Pandemia stała się bodźcem do przyspieszonego rozwoju handlu online

12.05.2020 -

Czas pandemii i związanych z tym ograniczeń w handlu stał się bodźcem do przyspieszonego rozwoju handlu online. Sieci detaliczne zaczęły wdrażać różne modele e-commerce: sprzedaż internetowa z dostawą do klienta, z odbiorem osobistym w sklepie lub z odbiorem w paczkomacie – mówi serwisowi portalspozywczy.pl Piotr Grauer, dyrektor w KPMG w Polsce.

– Wszystkie te kanały sprzedaży funkcjonowały już przed wybuchem pandemii. Jednak w obecnym czasie przeżywają swoje „pięć minut”, stanowiąc rozwiązanie problemu zachowania dystansu społecznego dla klientów – tłumaczy Piotr Grauer, dyrektor w KPMG w Polsce.

– W krajach Europy Zachodniej i Ameryki Północnej, sprzedaż online w sklepach spożywczych wzrosła w marcu bieżącego roku nawet kilkukrotnie – np. w Stanach Zjednoczonych zanotowano wzrost o 233% w stosunku do sierpnia ub r. według badania Brick Meets Click. Co więcej, produkty spożywcze należą do tej kategorii, dla której najwięcej klientów zdecydowało się zmienić sposób zakupów z offline na online – według Statista, w Stanach Zjednoczonych jest to ponad 30% konsumentów, a w Wielkiej Brytanii prawie 25% – dodaje.

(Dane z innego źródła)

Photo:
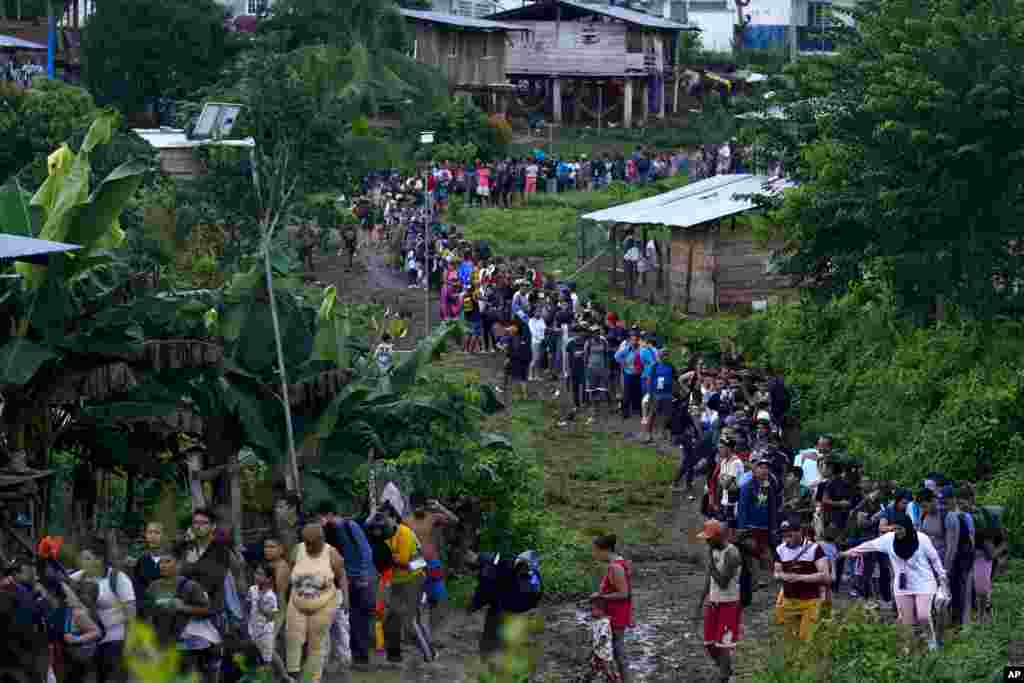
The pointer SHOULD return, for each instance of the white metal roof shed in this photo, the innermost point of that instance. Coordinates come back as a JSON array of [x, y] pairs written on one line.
[[696, 203], [173, 138], [460, 20], [17, 43]]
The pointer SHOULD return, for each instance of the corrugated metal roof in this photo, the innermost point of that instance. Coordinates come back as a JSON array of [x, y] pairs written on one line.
[[18, 248], [173, 138], [628, 15], [17, 43], [696, 203], [459, 20]]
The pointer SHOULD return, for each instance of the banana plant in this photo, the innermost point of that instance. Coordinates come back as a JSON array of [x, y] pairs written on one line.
[[52, 308]]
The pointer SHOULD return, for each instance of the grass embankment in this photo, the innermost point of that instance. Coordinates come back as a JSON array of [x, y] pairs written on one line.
[[588, 482], [906, 399]]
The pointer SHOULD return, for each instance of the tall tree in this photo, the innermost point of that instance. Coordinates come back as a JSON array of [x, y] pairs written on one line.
[[135, 49], [908, 147]]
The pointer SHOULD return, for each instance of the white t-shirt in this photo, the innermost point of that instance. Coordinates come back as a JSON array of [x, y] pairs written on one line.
[[730, 468], [262, 609], [809, 465], [538, 329], [109, 603], [920, 569]]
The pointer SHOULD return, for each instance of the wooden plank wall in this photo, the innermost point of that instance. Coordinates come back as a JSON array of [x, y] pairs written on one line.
[[731, 260], [469, 66], [582, 48], [742, 262]]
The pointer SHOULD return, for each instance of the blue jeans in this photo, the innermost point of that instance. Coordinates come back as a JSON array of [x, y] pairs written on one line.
[[363, 596]]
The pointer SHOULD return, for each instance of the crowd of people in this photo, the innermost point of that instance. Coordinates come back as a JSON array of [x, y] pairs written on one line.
[[350, 587], [511, 181], [808, 522]]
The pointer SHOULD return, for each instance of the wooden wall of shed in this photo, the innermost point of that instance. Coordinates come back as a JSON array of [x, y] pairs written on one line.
[[742, 267], [581, 48], [731, 261], [469, 66]]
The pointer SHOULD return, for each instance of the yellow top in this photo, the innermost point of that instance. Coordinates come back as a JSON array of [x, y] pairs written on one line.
[[404, 547]]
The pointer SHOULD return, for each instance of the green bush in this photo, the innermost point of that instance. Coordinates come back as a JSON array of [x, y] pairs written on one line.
[[906, 399], [854, 646], [35, 122]]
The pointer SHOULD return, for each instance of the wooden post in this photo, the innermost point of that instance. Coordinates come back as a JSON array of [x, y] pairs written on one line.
[[660, 264], [628, 103], [235, 485], [614, 255], [646, 98], [689, 276], [643, 252], [556, 98]]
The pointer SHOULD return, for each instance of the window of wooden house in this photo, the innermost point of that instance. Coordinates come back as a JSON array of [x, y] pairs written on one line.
[[819, 14], [634, 40]]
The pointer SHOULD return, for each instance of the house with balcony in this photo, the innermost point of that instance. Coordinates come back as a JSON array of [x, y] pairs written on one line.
[[771, 24], [579, 61], [471, 52]]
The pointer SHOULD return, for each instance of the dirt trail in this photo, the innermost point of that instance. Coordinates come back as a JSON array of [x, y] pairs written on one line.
[[667, 644]]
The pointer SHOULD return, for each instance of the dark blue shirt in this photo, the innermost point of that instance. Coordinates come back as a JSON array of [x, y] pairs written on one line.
[[351, 542]]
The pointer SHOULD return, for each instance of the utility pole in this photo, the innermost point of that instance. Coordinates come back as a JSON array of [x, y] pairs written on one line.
[[794, 43]]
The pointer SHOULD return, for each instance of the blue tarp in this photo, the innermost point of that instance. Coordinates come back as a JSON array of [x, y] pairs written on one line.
[[765, 37]]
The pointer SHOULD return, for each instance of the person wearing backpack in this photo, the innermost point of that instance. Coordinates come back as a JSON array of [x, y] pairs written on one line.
[[659, 387], [180, 612], [115, 607], [958, 560], [505, 585], [615, 593], [82, 630]]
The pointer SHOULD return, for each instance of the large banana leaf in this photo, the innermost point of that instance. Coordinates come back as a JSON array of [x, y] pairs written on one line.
[[404, 374], [97, 223], [71, 214], [20, 359], [17, 216]]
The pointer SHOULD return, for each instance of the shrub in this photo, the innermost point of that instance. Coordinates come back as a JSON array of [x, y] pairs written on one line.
[[906, 399], [51, 112], [854, 646]]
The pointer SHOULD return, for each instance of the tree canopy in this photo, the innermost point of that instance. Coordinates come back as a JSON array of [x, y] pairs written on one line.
[[907, 147], [135, 49]]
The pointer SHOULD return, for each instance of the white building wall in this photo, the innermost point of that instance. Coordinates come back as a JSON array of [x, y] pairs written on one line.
[[716, 28]]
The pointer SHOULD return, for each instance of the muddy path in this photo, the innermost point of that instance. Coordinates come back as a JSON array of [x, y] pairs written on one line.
[[668, 641]]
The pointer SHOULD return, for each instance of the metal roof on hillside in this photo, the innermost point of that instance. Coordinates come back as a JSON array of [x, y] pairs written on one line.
[[459, 20], [30, 250], [542, 10], [696, 203], [18, 44]]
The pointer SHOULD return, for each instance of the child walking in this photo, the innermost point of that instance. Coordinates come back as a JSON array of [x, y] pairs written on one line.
[[602, 662], [263, 610]]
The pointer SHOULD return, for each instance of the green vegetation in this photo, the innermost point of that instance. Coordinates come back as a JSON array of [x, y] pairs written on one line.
[[133, 50], [908, 400], [909, 174], [35, 122], [854, 647], [548, 227]]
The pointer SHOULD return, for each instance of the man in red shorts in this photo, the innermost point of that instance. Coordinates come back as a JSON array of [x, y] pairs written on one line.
[[720, 600], [756, 515]]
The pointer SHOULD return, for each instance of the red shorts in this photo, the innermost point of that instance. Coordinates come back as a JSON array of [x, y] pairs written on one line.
[[762, 543], [723, 624]]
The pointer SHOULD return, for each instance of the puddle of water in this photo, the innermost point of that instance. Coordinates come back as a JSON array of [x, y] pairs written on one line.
[[641, 644]]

– Oczywiście statystyki, jakie możemy dziś prześledzić, pokazują stan z okresu tzw. lockdown, kiedy możliwości zakupowe w wielu krajach zostały administracyjnie ograniczone. Można przypuszczać, że wraz z poluzowaniem tych ograniczeń, część klientów zacznie wracać do tradycyjnych sklepów po codzienne zakupy – tłumaczy.

Jednak, jak tłumaczy ekspert, kanały e-commerce mogą pozostać już trwałym elementem sprzedaży produktów spożywczych. – Z jednej strony pewna grupa konsumentów, szczególnie tzw. podwyższonego ryzyka, będzie nadal unikała zakupów wśród innych ludzi. Pojawi się też grupa klientów, którzy polubią doświadczenie zakupowe poprzez internet – wyjaśnia dyrektor KPMG.

– Z drugiej strony, w obecnych czasach strategie rozwoju większości sieci handlowych zaczną kłaść jeszcze mocniejszy nacisk na kanał online, co przełoży się na większe inwestycje w tym obszarze. Nie bez znaczenia będzie miał też fakt, że dla wielu mniejszych firm uczestniczących w łańcuchu wartości sprzedaży internetowej te kilka miesięcy lockdown i nagłego wzrostu pozwoli przełamać próg rentowności i nareszcie wykorzystać ekonomię skali – podsumowuje Piotr Grauer.